In [1]:
from pyspark import SparkContext, SparkConf
from pyspark.sql import SparkSession
import numpy as np

In [2]:
conf = SparkConf().setAppName('SparkApp').setMaster('local')
sc = SparkContext(conf=conf)
spark = SparkSession(sc)

In [3]:
txt_file = sc.textFile("./data/sample.txt")

In [4]:
print(txt_file.collect())

['Master Chief Petty Officer John-117 or Master Chief is a fictional character and the protagonist in the Halo multimedia franchise', 'Master Chief is a playable character in the series of science fiction first-person shooter video games Halo', 'Master Chief is a towering supersoldier known as a Spartan raised and trained from childhood for combat']

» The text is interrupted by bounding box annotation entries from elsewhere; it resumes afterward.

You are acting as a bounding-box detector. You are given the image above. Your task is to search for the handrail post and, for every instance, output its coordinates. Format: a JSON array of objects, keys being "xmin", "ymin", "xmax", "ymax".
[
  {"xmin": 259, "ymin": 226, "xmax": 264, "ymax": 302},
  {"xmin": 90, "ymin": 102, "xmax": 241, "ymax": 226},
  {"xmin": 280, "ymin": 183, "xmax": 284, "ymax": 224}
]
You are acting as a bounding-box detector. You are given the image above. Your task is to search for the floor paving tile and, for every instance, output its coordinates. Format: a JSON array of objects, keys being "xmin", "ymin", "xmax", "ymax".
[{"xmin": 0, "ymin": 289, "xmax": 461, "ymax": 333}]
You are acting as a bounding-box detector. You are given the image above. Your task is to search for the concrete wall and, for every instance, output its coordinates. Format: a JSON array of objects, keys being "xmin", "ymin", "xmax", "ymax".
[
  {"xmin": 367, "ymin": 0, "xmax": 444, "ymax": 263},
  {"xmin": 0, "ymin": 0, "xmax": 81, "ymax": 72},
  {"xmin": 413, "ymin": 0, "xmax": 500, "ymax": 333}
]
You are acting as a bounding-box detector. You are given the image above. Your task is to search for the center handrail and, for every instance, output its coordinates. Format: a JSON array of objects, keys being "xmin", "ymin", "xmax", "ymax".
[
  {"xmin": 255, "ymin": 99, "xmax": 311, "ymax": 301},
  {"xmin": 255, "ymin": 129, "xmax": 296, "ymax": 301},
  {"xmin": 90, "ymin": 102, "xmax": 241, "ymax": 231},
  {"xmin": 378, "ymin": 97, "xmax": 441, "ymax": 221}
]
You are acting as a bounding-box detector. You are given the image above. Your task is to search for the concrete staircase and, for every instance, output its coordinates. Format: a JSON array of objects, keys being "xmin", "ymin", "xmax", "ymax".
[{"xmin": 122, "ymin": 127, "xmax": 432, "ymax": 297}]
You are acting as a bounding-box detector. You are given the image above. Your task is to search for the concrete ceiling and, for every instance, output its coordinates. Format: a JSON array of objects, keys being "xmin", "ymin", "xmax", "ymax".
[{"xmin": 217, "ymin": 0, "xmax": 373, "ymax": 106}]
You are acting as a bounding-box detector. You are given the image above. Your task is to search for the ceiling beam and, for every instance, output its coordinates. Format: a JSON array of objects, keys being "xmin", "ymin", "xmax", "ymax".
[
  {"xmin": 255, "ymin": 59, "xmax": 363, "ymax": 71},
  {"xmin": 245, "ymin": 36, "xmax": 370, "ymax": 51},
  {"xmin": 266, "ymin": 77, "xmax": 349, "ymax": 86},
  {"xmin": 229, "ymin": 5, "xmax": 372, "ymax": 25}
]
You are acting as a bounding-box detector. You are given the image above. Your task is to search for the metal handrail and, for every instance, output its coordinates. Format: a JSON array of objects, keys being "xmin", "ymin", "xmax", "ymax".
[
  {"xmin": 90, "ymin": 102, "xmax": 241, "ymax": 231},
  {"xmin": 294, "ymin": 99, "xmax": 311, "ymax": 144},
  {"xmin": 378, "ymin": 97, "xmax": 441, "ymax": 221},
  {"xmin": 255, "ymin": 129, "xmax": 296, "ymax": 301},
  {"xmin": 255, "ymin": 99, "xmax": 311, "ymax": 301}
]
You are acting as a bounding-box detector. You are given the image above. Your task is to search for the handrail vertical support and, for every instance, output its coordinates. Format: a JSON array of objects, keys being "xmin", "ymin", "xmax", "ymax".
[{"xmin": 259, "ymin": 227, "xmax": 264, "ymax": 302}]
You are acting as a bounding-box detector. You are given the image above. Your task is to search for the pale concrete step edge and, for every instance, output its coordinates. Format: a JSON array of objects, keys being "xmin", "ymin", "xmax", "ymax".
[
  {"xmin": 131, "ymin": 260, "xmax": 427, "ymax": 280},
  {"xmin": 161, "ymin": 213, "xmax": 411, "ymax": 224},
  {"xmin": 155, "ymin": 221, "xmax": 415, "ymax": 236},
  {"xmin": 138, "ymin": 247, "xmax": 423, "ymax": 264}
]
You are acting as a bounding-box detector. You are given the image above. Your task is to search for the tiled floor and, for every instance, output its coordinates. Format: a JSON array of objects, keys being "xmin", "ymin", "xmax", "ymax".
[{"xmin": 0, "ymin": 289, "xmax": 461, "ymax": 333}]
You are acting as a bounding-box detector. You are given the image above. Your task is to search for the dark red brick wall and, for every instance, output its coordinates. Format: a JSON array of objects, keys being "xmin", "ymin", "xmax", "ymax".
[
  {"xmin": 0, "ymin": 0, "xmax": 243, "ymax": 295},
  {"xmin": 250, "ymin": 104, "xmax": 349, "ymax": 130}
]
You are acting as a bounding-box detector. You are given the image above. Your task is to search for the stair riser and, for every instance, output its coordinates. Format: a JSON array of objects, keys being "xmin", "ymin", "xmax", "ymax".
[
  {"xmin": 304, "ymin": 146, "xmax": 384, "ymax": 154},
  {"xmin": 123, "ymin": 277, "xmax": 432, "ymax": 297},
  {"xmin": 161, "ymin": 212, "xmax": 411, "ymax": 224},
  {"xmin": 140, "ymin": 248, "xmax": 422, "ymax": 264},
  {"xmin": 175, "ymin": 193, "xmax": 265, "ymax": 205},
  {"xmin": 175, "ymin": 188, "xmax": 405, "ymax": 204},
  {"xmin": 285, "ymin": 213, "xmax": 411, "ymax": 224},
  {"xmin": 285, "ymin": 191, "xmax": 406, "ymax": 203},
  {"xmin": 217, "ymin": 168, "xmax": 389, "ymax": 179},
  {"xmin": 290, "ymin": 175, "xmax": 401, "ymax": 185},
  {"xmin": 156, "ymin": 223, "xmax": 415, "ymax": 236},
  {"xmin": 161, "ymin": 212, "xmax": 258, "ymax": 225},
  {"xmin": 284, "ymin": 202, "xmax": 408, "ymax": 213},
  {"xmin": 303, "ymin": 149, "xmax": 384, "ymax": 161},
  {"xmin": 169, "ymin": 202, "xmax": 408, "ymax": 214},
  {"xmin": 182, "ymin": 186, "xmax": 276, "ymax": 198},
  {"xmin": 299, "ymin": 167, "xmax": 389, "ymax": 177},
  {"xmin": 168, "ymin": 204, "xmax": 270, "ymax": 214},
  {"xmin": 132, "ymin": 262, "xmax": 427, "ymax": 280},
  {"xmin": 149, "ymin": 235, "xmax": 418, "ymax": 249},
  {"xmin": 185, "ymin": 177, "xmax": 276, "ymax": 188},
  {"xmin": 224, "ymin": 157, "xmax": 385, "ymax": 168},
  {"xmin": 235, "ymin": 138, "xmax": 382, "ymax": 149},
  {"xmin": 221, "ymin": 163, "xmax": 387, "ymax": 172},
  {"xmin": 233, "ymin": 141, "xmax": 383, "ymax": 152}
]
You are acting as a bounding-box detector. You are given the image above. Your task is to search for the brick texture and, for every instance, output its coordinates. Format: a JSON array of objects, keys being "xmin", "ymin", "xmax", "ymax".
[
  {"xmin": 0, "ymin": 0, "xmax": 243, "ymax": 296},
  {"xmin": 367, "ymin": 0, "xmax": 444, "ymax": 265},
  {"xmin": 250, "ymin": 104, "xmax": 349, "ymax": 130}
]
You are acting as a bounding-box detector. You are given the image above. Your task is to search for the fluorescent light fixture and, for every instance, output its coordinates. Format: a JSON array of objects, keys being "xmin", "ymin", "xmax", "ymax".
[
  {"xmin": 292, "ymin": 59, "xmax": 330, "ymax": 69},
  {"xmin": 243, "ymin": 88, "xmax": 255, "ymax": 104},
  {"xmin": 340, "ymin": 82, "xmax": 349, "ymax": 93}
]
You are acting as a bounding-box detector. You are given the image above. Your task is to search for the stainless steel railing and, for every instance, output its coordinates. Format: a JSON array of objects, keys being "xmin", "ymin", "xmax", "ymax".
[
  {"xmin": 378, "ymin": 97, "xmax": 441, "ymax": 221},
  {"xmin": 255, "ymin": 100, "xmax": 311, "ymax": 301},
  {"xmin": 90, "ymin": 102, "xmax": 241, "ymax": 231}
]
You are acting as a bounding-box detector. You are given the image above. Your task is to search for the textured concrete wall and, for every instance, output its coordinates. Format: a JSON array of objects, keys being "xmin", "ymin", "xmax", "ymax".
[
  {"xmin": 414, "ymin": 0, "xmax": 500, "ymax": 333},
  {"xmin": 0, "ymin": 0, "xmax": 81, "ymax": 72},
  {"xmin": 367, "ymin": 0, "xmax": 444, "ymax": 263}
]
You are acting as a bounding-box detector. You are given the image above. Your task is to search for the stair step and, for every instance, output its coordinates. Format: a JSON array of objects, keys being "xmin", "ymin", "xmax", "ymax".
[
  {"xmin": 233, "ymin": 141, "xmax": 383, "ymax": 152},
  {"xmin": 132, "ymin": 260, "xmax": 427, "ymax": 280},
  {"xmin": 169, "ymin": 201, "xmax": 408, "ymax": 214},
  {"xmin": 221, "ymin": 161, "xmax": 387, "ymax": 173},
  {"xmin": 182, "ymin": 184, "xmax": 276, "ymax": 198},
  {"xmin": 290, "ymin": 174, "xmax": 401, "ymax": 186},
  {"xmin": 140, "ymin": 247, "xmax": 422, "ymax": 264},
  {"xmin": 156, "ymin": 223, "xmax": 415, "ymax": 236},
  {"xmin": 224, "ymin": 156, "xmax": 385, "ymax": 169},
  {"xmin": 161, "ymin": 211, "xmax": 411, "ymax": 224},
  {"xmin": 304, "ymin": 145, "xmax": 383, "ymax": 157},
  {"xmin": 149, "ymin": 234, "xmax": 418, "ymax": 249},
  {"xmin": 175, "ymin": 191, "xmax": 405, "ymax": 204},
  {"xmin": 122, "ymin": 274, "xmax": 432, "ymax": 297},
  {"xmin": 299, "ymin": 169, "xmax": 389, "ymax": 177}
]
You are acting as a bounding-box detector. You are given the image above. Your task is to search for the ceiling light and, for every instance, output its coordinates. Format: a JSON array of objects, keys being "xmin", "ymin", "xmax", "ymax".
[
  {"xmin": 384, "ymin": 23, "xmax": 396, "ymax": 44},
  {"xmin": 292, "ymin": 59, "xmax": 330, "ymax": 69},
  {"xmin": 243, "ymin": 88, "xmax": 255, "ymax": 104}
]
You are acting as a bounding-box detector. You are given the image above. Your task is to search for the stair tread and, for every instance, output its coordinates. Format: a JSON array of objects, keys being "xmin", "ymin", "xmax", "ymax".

#### Q1: Convert all words in a rdd to lowercase and split the lines of a document using space.

In [5]:
splitted_line_rdd = txt_file.map(lambda x: x.lower().split())

words_rdd = splitted_line_rdd.flatMap(lambda data: [x for x in data])

In [6]:
print(words_rdd.collect()) # printing all words
print("\nSize :: %d" % words_rdd.count())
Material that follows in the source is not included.